Lire la synthèse sur les institutions et la croissance

Daron Acemoglu et James Robinson estiment que « l’Histoire n’est pas le destin » : au gré des évènements, les nations, en suivant leur chemin, peuvent entrer et sortir du couloir, même si leur histoire singulière détermine la forme du couloir, en fonction de conditions économiques, politiques et sociales spécifiques. Le monde multipolaire actuel reste aussi constitué de « Léviathans de papier », d’État très fragiles et prédateurs, face à des sociétés faibles et désorganisées, où la violence et la domination se déchaînent dans la société civile, en Afrique et en Amérique Latine.

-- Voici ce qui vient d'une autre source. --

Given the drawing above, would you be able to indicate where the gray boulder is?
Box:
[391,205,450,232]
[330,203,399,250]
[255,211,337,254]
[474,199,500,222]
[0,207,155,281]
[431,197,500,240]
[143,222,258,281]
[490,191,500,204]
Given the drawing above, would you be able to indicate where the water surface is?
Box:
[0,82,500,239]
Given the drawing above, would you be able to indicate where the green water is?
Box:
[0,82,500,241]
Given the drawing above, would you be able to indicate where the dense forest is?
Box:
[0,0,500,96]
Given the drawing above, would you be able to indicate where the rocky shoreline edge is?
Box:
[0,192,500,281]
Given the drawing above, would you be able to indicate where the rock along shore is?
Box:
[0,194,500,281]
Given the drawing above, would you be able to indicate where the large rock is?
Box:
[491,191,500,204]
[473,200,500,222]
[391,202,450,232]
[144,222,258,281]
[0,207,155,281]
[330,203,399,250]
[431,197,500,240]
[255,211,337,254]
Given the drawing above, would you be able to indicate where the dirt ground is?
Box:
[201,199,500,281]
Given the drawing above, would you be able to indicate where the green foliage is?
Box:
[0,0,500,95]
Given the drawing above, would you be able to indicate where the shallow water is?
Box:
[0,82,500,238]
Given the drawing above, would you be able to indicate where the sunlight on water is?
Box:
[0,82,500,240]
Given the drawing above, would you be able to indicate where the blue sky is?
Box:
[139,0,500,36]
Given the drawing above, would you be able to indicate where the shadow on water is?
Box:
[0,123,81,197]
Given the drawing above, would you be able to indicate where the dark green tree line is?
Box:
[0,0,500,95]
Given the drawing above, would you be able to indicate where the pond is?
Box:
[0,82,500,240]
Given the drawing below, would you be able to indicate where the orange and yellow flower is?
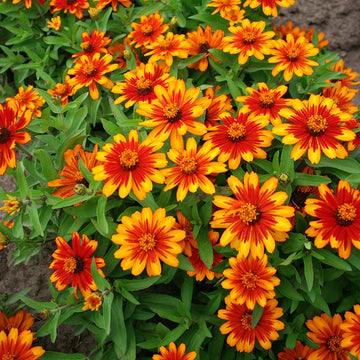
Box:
[268,34,319,81]
[236,82,289,125]
[203,109,274,169]
[243,0,295,17]
[48,144,98,199]
[305,180,360,259]
[0,328,45,360]
[111,208,185,276]
[136,79,211,147]
[128,11,169,48]
[186,230,223,281]
[92,130,167,200]
[68,53,118,100]
[223,19,275,65]
[218,298,284,353]
[161,137,226,201]
[49,231,105,298]
[305,313,350,360]
[0,103,32,175]
[187,25,224,71]
[111,62,175,108]
[145,31,188,67]
[210,172,294,258]
[272,94,355,164]
[152,342,196,360]
[221,253,280,310]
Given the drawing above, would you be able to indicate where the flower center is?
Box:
[141,24,154,36]
[240,312,252,330]
[241,271,259,290]
[286,48,300,62]
[326,335,343,353]
[243,31,256,45]
[0,126,11,144]
[199,41,210,54]
[84,63,97,77]
[306,115,327,136]
[136,79,152,96]
[180,156,199,175]
[335,203,356,226]
[64,256,85,274]
[138,233,156,251]
[259,92,274,109]
[239,203,261,225]
[119,149,139,171]
[164,104,182,123]
[227,122,246,142]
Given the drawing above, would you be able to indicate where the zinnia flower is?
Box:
[152,342,196,360]
[68,53,118,100]
[161,137,226,201]
[128,11,169,48]
[203,109,274,169]
[218,298,284,353]
[272,94,355,164]
[0,328,45,360]
[92,130,167,200]
[221,253,280,310]
[268,34,319,81]
[305,180,360,259]
[136,79,211,147]
[305,313,350,360]
[210,172,294,258]
[49,231,105,298]
[236,83,289,125]
[48,144,98,199]
[111,208,185,276]
[223,19,275,65]
[0,103,32,175]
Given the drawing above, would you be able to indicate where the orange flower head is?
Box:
[68,53,118,100]
[277,340,314,360]
[218,298,284,353]
[46,16,61,31]
[48,144,98,199]
[210,172,294,259]
[268,34,319,81]
[72,30,111,61]
[128,11,169,48]
[47,75,73,106]
[187,25,224,71]
[145,31,188,67]
[223,19,275,65]
[236,82,289,125]
[305,180,360,259]
[272,94,356,164]
[6,85,45,117]
[136,79,211,147]
[203,109,274,169]
[111,62,175,108]
[221,254,280,310]
[186,230,223,281]
[204,86,234,128]
[243,0,295,17]
[161,137,226,201]
[92,130,167,200]
[0,102,32,175]
[305,313,350,360]
[0,328,45,360]
[111,208,185,276]
[152,342,196,360]
[50,0,90,19]
[49,231,105,299]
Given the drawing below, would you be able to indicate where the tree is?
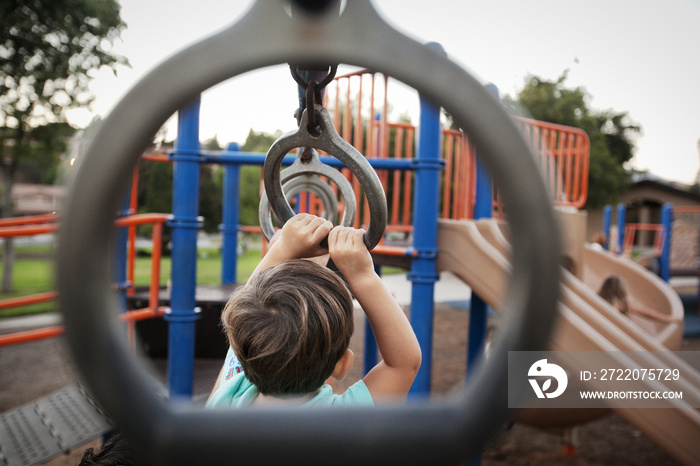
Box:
[0,0,127,291]
[503,71,641,207]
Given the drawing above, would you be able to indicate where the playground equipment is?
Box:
[0,2,692,464]
[52,1,558,464]
[438,216,700,464]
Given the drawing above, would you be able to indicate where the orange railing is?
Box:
[514,117,590,209]
[0,214,169,346]
[326,70,590,231]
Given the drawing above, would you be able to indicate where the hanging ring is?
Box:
[263,105,387,250]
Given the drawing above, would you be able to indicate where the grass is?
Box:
[0,245,403,318]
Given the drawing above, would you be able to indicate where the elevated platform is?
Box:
[127,284,239,360]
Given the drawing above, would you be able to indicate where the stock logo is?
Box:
[527,359,569,398]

Mais les régions du Léviathan enchaîné ne sont pas à l’abri de « sortir du couloir » : à mesure que la confiance dans les institutions et la légitimité des élites s’érode, comme on le perçoit aujourd’hui aux États-Unis et en Europe, et que les bénéfices de la mondialisation et de la prospérité économique sont inégalement répartis, les forces politiques populistes s’engouffrent dans la brèche, et la marche vers le Léviathan despotique n’est pas exclue. Ainsi, « il n’est pas seulement difficile de créer un Léviathan enchaîné, il faut aussi travailler dur pour vivre avec ». Daron Acemoglu et James Robinson considèrent que le Léviathan enchaîné est un travail perpétuel, et citant l’exemple de la Suède et se ses réformes économiques, ils plaident pour que l’État laisse davantage d’espace aux compromis sociaux et aux partenaires sociaux. La société doit ainsi susciter un effet « Reine de Cœur » et renforcer la légitimité des institutions démocratiques protectrices des libertés.

 

 

Quatrième de couverture

Pourquoi certains États sombrent-ils dans l'autoritarisme ou l'anarchie alors que d'autres défendent les libertés individuelles ? La plupart des sociétés ont connu, au cours des siècles, des périodes où les forts ont dominé les faibles et où la liberté humaine a été étouffée par la force, les coutumes et les normes. Soit les États ont été trop faibles pour protéger les individus face à ces menaces, soit ils ont été trop forts pour que les individus se protègent eux-mêmes. La liberté n'émerge que lorsqu'un équilibre est trouvé entre l'État et la société. Daron Acemoglu et James A. Robinson emmènent le lecteur dans un voyage à travers le temps, de l'American Civil Rights Movement à l'histoire ancienne et récente de l'Europe, en passant par la civilisation zapotèque vers 500 avant J.-C, l'histoire impériale chinoise, le colonialisme dans le Pacifique et le système de castes de l'Inde... pour comprendre comment s'est tantôt élargi, et tantôt rétréci, le couloir menant à la liberté. Aujourd'hui, nous sommes en pleine période de déstabilisation. Nous avons plus que jamais besoin de liberté, et pourtant le couloir de la liberté est de plus en plus étroit et dangereux. Le danger qui se profile à l'horizon n'est pas " seulement " la perte de notre liberté politique ; c'est aussi celui de la désintégration de la prospérité et de la sécurité qui dépendent essentiellement de la liberté. A l'opposé du couloir de la liberté se dessine la voie de la ruine.

Les auteurs

Daron ACEMOGLU est professeur au MIT. Il a reçu la médaille John Bates Clark en 2005, le prix Erwin Plein Nemmers en 2012 et le prix BBVA Frontiers of Knowledge en économie, finances et gestion en 2016, pour l'ensemble de ses travaux. Il est régulièrement cité parmi les probables candidats au prix Nobel d'économie.


James A. ROBINSON, politologue et économiste, est professeur à l'université de Chicago. Spécialiste de l'Amérique latine et de l'Afrique, il mène actuellement des recherches en Bolivie, en Afrique et en Colombie où il enseigne depuis des années à l'université des Andes de Bogotá.